The primary advantage of the stub-girder system is that it provides ample space for routing mechanical ductwork throughout a floor while achieving a reduced floor construction depth as compared to conventional steel framing.
This system utilizes floorbeams that are supported on top of, rather than framed into, stub girders. Thus, the floorbeams are designed as continuous members, which results in steel savings and reduced deflections. A stub girder consists of a shallow wide-flange member directly beneath the floorbeams, and intermittent wide-flange stubs, having the same depth as the floorbeams. The stubs are placed perpendicular to and between the floorbeams, leaving space for the passage of mechanical ductwork (Fig. 8.21). The stubs are welded to the top of the stub girder and connect to the floor deck, which is typically concrete fill on metal deck, thereby enabling the stub girder to act compositely with the floor deck.
In an effort to provide a structural-steel framing system with a minimum floor-to- floor height for multistory residential construction, the staggered truss system was developed. This system consists of story-high trusses spanning the full width of a building. They are placed at alternate column lines in alternate stories, thus resulting in a staggered arrangement of trusses (Fig. 8.22). The trusses span about 60 ft between exterior columns, resulting in a columnfree interior space. In addition to the simple checkerboard pattern, alternative stacking patterns are possible in order to accommodate varied interior layouts (Fig. 8.23).
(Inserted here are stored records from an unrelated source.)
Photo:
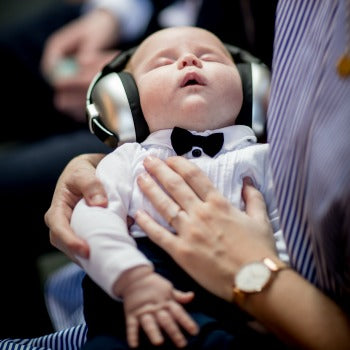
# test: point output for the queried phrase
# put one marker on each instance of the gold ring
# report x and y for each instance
(173, 216)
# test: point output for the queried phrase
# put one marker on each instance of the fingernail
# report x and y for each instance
(248, 181)
(97, 199)
(83, 253)
(144, 177)
(149, 159)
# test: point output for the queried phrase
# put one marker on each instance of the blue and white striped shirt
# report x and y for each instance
(309, 133)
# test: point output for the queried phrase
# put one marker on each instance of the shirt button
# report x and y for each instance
(196, 153)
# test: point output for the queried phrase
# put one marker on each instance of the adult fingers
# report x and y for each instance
(83, 182)
(63, 238)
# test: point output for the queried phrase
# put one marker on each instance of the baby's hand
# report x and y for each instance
(151, 302)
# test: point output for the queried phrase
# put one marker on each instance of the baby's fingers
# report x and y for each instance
(132, 332)
(151, 328)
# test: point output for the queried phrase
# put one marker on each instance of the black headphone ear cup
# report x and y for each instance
(255, 77)
(132, 93)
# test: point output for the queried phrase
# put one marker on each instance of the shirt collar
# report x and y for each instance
(235, 136)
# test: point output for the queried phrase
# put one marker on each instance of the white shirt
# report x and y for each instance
(112, 248)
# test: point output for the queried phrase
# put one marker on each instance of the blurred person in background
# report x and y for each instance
(48, 62)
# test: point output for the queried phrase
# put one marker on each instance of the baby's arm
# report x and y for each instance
(151, 302)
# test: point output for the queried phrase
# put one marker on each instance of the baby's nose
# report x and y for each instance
(189, 59)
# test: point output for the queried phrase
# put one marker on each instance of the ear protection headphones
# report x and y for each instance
(113, 104)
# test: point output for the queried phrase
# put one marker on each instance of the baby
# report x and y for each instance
(190, 93)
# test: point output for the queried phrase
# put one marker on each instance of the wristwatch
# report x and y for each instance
(254, 277)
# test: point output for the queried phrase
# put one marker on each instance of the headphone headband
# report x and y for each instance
(113, 103)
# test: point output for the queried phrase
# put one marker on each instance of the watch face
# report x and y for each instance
(252, 277)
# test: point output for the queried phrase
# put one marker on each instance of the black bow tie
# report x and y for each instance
(183, 141)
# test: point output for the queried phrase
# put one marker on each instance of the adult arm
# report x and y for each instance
(76, 181)
(214, 240)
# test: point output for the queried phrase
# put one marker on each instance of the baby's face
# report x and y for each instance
(186, 78)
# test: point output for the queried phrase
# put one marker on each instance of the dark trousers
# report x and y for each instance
(222, 325)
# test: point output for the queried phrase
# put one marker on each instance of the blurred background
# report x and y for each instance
(11, 10)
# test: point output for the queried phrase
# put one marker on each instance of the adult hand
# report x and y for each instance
(70, 91)
(96, 31)
(213, 239)
(76, 181)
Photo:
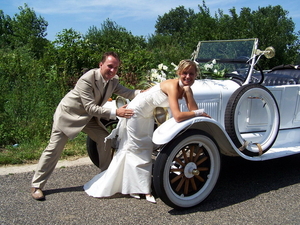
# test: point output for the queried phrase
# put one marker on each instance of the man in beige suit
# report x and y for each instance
(81, 110)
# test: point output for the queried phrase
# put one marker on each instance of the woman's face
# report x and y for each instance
(188, 76)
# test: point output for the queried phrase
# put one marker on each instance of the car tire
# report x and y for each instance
(187, 169)
(252, 119)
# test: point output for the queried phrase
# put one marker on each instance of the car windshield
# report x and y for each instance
(221, 57)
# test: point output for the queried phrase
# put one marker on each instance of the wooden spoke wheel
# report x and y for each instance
(187, 169)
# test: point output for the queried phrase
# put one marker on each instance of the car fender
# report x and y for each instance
(170, 129)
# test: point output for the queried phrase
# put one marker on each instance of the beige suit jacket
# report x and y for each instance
(86, 100)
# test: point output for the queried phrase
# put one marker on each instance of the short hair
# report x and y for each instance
(113, 54)
(187, 64)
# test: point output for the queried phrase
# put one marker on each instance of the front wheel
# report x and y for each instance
(187, 169)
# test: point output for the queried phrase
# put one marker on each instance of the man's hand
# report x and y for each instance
(123, 112)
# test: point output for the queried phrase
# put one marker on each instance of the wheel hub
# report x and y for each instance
(190, 170)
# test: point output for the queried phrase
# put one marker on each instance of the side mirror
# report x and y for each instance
(268, 53)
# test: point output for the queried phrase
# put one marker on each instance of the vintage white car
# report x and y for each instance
(255, 115)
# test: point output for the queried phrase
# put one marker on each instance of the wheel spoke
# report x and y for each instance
(203, 169)
(200, 178)
(185, 156)
(180, 184)
(200, 150)
(186, 186)
(179, 162)
(193, 184)
(201, 160)
(177, 170)
(192, 148)
(176, 178)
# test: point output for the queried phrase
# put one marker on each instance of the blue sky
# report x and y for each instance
(137, 16)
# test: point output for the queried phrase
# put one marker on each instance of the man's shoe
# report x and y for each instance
(150, 198)
(37, 194)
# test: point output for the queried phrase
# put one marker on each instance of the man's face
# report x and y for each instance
(109, 68)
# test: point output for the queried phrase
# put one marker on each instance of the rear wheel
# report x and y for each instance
(187, 169)
(252, 119)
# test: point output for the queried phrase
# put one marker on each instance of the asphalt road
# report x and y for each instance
(247, 193)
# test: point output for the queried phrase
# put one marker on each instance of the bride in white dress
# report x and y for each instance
(131, 167)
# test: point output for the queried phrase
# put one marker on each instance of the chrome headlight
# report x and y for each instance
(160, 115)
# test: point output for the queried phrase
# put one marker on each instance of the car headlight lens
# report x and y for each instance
(160, 115)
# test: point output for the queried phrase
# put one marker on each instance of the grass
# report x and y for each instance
(31, 152)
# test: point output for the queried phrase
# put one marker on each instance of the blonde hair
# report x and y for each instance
(187, 64)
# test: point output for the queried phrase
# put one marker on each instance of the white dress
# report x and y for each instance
(131, 167)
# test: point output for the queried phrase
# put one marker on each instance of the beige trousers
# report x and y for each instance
(58, 140)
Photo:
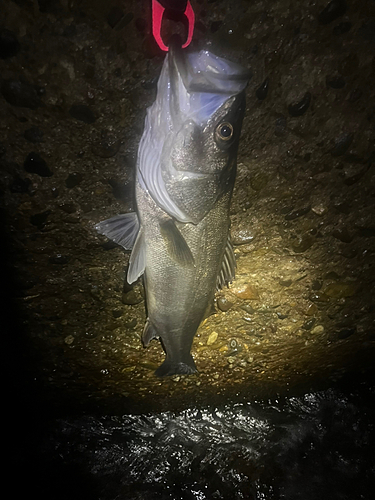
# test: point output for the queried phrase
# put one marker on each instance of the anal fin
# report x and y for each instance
(228, 267)
(137, 261)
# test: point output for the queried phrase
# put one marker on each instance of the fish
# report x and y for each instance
(185, 173)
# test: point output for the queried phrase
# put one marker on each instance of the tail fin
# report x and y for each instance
(170, 367)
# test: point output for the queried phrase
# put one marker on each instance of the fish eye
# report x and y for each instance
(224, 131)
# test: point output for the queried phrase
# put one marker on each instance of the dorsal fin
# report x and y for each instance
(177, 247)
(228, 267)
(122, 229)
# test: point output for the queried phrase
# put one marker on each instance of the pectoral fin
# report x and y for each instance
(137, 261)
(149, 333)
(177, 247)
(122, 229)
(228, 267)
At a typical floor, the deck spans between the top chord of one truss and the bottom chord of the adjacent truss. Since the staggered trusses are typically spaced 20 to 30 ft on centers, a long-span floor deck system is required. Precast-concrete plank with topping is frequently used, since, in addition to accommodating the span the plank underside can be finished to provide an acceptable ceiling. An alternative system consists of long-span composite metal deck, having a depth of up to 71â„2 in, with concrete fill. The top and bottom chords of the trusses are usually wide-flange shapes to efficiently resist the bending stresses induced by the floor loadings.
Diagonal web members of the trusses are deleted at corridor openings. This results in bending stresses in the truss chords due to Vierendeel action. Consequently, corridors are typically located near the building centerline, that is, near midspan of the trusses, at points of minimum truss shear, thereby minimizing the chord bending stresses.
Lateral loads in the transverse direction are transferred to the truss top chords via diaphragm action of the floor deck. These loads are transmitted through the depth of the trusses to the bottom chords and are then transferred through the floor deck at that level to the adjacent-truss top chords. The overturning couple produced by the transfer of lateral load from the top chord to the bottom chord is resisted by a vertical couple at the ends of the truss. Only axial forces are induced in the exterior columns. Therefore, transverse lateral loads are transmitted down through the structure without creating bending stresses in the trusses or columns, except at truss openings.
In the longitudinal direction, lateral loads are transferred via floor diaphragm action to the exterior columns. These resist the loads by conventional means, such as rigid frames or braced bents. To provide added strength and stiffness, the exterior columns are usually oriented so that the strong axis assists in resisting lateral loads in the longitudinal direction.
To achieve the necessary structural interaction between the trusses and the floor deck and to provide the necessary continuity of the floor diaphragm, adequate connection by such means as weld plates or shear connectors must be provided between the various structural elements. Floor decks with large openings or other shear discontinuities may require additional reinforcement.
Although the staggered-truss system resists gravity and lateral loads primarily by axial stresses, consideration must be given to the bending stresses in the exterior columns that result from the truss deformations under gravity loads (Fig. 8.24). These bending stresses can be significantly reduced by cambering the trusses, thereby preloading the columns. An alternative is to provide slotted bottom-chord connections that are torqued or welded after dead load is applied.